世田谷区の防犯パトカー(画像:世田谷区)
世田谷区の防犯パトカー(画像:世田谷区)

 今度は「青色の回転灯」について見ていく。街中を走る防犯パトカーなどで見かけた人も多いはずだ。「道路運送車両の保安基準の細目を定める告示」第76条の2では、自主防犯活動用自動車に備える灯火の色は青色であると明記されている。さらに、青色の回転灯を装備するには、証明書の交付を受ける必要がある。青色も使用が厳しく限定された灯火である。

 続いて「緑色の回転灯」は、幅3m以上、または連結全長16.5mを超えるトレーラーを牽引するトラクターや誘導車などに使用される。設置は義務ではないが、緑色を使用する場合は「道路運送車両の保安基準」第55条に基づき、基準緩和認定申請が必要となる。
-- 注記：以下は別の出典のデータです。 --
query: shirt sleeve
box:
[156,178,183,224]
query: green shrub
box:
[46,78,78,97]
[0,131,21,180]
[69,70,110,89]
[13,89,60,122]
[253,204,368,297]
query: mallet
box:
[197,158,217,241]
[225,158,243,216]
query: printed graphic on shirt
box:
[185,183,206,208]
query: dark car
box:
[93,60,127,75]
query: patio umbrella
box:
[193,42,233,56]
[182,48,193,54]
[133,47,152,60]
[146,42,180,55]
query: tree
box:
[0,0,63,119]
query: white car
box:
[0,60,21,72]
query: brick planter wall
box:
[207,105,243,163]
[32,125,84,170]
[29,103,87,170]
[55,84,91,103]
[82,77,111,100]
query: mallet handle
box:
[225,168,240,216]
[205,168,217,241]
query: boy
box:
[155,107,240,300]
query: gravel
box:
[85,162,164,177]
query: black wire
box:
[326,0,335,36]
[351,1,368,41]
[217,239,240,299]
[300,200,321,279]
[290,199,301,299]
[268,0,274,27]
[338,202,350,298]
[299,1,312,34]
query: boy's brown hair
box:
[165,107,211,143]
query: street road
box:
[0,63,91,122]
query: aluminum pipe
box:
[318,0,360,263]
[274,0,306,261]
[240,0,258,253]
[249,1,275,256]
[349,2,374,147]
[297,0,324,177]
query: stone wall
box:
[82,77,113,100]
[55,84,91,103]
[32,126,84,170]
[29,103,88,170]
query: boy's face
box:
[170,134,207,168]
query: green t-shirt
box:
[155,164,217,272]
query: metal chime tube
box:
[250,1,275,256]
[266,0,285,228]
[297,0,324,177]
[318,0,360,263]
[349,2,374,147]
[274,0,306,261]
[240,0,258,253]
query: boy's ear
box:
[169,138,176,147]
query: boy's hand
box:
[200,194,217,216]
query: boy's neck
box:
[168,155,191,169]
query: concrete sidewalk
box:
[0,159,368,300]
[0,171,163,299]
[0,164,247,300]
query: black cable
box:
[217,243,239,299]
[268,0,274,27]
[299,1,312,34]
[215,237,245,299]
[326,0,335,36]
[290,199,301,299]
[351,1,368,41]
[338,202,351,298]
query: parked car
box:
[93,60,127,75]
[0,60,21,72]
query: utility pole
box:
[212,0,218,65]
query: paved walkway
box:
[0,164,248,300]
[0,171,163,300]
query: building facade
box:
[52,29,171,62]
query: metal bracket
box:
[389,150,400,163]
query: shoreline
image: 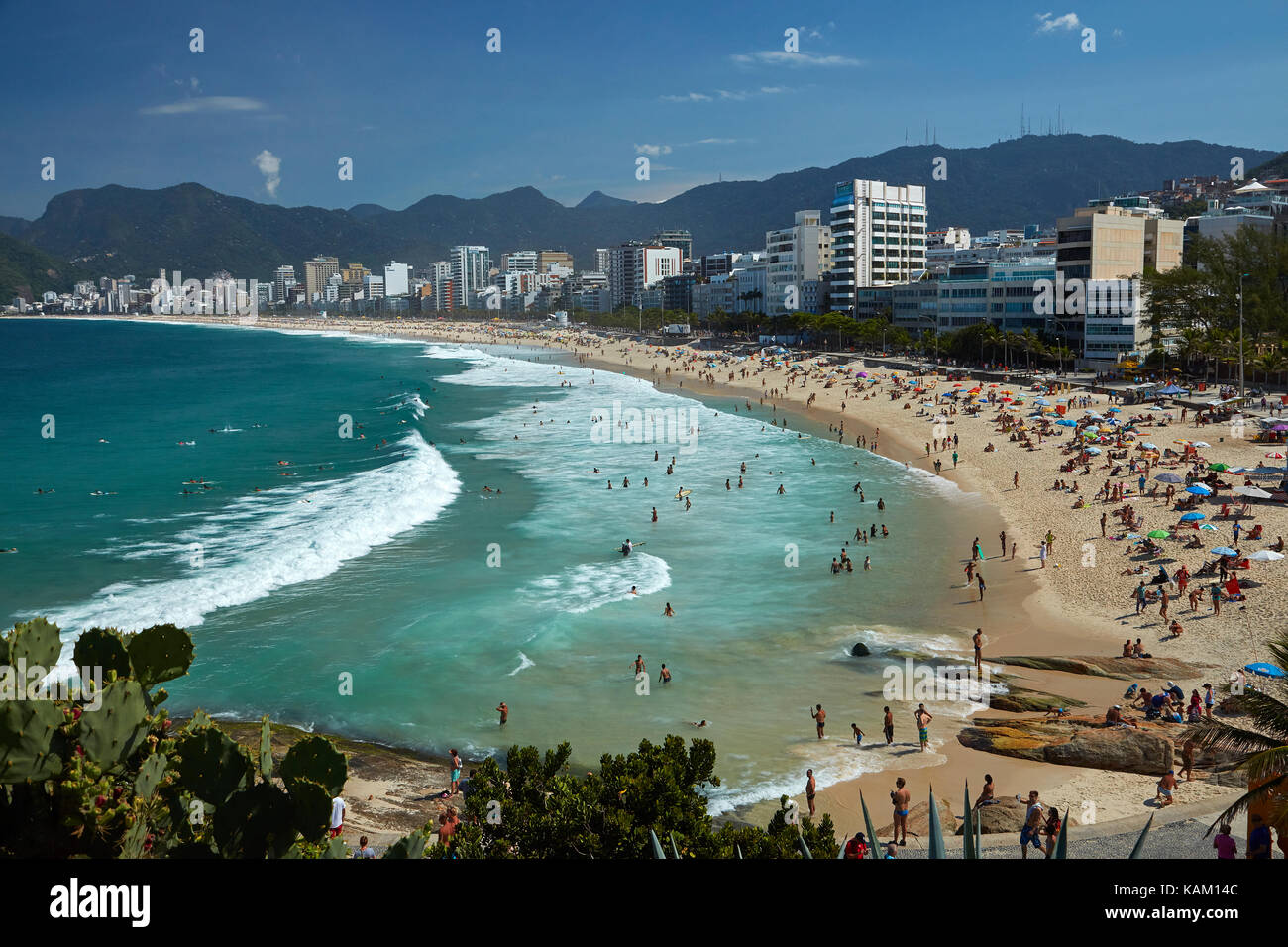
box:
[20,316,1251,834]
 最後に「紫色の回転灯」について。「道路交通法施行規則」第9条の17および18では、「夜間もしくは昼間の停止表示器材」として用いる灯火の色を紫色と定めている。これは専用車両の制限や申請手続きがないため、誰でも使用できる。ただし、あくまで停止表示器材であるため、走行中に点灯させると法令違反となる。